На следующий день Стефан добрался до кабинета только к вечеру и узнал, что курьер из Бялой Гуры прибыл. Белта тут же разорвал по всем правилам запечатанный конверт, вчитался:
Я желал бы развеять Ваше беспокойство, но могу лишь подтвердить, что оно не беспочвенно. Беженцы из Драгокраины, число коих все увеличивается, не все являются женщинами и детьми. Многие из них – здоровые мужчины, единственная причина их бегства – нежелание воевать за своего господаря. Все они нуждаются в приюте и пище. Жители Планины лишены всякого сострадания и отказывают путникам в питании и крове, более того, ведут себя враждебно. Однако должен заметить, что в какой-то мере эта враждебность оправдана. Дражанцы, не найдя средств к существованию, принимаются нищенствовать и воровать. Самые сильные собираются в банды и уходят в леса, уже полные здешних бандитов. Граф Лагошский, которому Вы изволили меня рекомендовать, не желает оказывать беженцам содействия. Прилагаю к этому письму его послание к Вашей Светлости. Не сомневаюсь, что по прочтении сего Вы поймете царящие здесь настроения.
Письмо Лагошского было коротким, ясным и угрожающим.
Я верю в Ваше благоразумие и в Вашу любовь к родине, князь Белта. Как и Вы, я всегда оставался лоялен к нашим новым властителям. Однако коль уж распростерлась над нашими землями длань цесаря, то, как верные его подданные, мы вправе ждать от этой длани защиты. Если же Его Величеству не угодно сейчас думать о Пинской Планине, мы охотно снимем с его плеч это бремя и справимся с дражанской угрозой так, как справлялись издавна…
Стефан втянул воздух сквозь зубы. В висках застучало.

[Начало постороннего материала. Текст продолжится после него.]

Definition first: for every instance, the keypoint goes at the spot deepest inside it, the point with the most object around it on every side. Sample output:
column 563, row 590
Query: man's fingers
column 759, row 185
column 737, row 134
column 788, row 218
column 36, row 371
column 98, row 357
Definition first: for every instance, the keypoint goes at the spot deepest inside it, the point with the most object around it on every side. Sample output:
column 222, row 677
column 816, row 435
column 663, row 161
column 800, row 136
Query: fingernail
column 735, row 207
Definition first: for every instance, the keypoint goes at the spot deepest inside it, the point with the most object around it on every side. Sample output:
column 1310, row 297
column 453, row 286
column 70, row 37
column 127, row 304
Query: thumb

Он позвал секретаря и принялся диктовать ему ноту Дражанцу.
В другое время Стефан не подумал бы беспокоить цесаря, помня, каким оставил его накануне; но сейчас он без колебаний шагнул в кабинет – стражники привычно расступились. Дали позволение входить без доклада – что ж, когда как не сейчас им воспользоваться?
– Что такое, Белта? – В глазах цесаря не было тепла и вчерашней затуманенной ностальгии. Осталось раздражение невыспавшегося человека.
Стефан поклонился.
– Я прошу прощения у вашего величества за вторжение, но дело срочное.

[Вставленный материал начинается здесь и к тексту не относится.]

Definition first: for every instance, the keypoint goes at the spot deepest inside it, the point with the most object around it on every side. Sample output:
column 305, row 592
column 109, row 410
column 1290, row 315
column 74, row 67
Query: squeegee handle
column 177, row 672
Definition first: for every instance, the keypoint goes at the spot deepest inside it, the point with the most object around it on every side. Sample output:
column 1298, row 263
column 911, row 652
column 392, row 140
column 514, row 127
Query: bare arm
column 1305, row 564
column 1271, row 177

– Настолько срочное, что не может подождать пару часов?
Цесарь был в сером с серебром халате; веки набрякшие, лицо мрачное.
– Вы вчера говорили о войне, государь. Она может начаться в любой момент, только не там, где вы предполагали.
Лотарь какое-то время сидел недвижно, будто не слыша, сам похожий на статую Освободителя. Потом протянул руку, и Стефан молча вложил в нее донесение. Письмо Лагошского он решил оставить в тайне. Тяжко, будто тоже с похмелья, с долгим эхом тикали часы на камине. Наконец Лотарь отложил бумагу, потер глаза и велел:
– Скажите, пусть принесут цикорий, Белта. И покрепче.
Отвар принесли споро, и Стефан взял свою чашку с благодарностью. Цесарь перечитывал донесение, шевеля губами, будто только выучился буквам.
– Я не могу сейчас усилить границу. Договор о принятии беженцев подписывал не я… однако у меня не хватило ума его расторгнуть… или времени. – Он широко зевнул.